SACRAMENTO—The California wildfires of 2017 had a devastating impact on homes, businesses, land and infrastructure. That impact extended even to the state’s utilities, bringing them potentially dire financial consequences.
Chris Holden, chair of the Assembly Utilities and Energy Committee of the California Public Utilities Commission, said lawmakers are attempting to understand the “intersect of fire safety and [the] utility infrastructure.” They also are attempting to clarify the legal distinction between “causation” and “negligence,” because California law treats investor-owned utilities, or IOUs, as part of the cause of fires when utility infrastructure is involved—regardless of whether or not there was negligence.

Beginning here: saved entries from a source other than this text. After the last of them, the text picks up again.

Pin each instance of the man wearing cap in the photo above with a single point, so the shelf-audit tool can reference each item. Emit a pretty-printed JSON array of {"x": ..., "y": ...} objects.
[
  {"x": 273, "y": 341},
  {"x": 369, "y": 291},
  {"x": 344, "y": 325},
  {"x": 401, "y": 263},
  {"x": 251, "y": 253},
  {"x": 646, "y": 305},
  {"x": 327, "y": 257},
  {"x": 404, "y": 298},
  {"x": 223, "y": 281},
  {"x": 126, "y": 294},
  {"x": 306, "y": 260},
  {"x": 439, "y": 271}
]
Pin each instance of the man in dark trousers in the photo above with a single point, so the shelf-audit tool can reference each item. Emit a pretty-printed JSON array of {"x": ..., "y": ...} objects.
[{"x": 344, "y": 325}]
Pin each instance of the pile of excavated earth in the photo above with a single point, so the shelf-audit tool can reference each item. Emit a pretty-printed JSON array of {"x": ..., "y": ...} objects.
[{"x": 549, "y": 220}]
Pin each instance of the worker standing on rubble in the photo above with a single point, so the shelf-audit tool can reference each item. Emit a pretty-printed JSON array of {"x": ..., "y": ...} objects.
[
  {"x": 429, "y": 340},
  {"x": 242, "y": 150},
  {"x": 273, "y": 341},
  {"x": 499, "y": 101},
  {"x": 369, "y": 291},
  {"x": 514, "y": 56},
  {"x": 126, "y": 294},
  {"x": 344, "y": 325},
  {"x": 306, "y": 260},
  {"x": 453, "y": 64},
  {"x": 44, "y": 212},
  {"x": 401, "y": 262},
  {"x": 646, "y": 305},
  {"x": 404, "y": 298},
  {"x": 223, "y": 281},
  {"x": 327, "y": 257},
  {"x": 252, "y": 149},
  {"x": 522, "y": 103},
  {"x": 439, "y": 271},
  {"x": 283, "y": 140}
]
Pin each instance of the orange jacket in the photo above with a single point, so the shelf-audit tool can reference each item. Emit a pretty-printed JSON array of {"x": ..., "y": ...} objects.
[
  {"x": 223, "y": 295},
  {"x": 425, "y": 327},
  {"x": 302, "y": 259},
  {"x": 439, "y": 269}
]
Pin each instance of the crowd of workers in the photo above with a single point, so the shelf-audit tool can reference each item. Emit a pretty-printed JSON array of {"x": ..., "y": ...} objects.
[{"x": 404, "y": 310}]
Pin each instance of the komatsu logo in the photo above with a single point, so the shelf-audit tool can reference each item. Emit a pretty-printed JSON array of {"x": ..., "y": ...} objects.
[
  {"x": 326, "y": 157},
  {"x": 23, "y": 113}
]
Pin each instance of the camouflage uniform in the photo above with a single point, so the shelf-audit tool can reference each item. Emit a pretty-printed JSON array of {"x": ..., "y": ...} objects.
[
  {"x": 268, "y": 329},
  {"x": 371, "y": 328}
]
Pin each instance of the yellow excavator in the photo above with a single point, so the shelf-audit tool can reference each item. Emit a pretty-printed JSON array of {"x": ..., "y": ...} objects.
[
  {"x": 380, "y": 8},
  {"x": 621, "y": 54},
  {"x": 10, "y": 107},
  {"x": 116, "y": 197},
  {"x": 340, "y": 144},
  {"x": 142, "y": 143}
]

IOU executives, including Sempra Energy CEO Debra Reed, reported being hopeful that the state will begin addressing the problem, noting that the recent hearings on the situation indicated “an urgency to resolve the legal issue of inverse condemnation and a recognition that there are several factors involved in the causes of fires. It is irrational to blame all of that strictly on the utilities.”
Reed was encouraged by a call for state legislative attorneys to review the legal principle of inverse condemnation and how it applies to the state’s IOUs.
She is not alone. Sempra and Pacific Gas and Electric Company, along with Edison International, are engaged in multipronged strategies to address the current application of inverse condemnation in the courts.
For some, that cannot happen quickly enough. The implication of the utilities’ vulnerability to blame is approaching a full-blown crisis that demands attention, according to Jim Patterson, vice chair of the utilities and energy committee.
While others stop short of using the word “crisis,” many believe the time has come to develop more reasonable solutions in the aftermath of wildfires.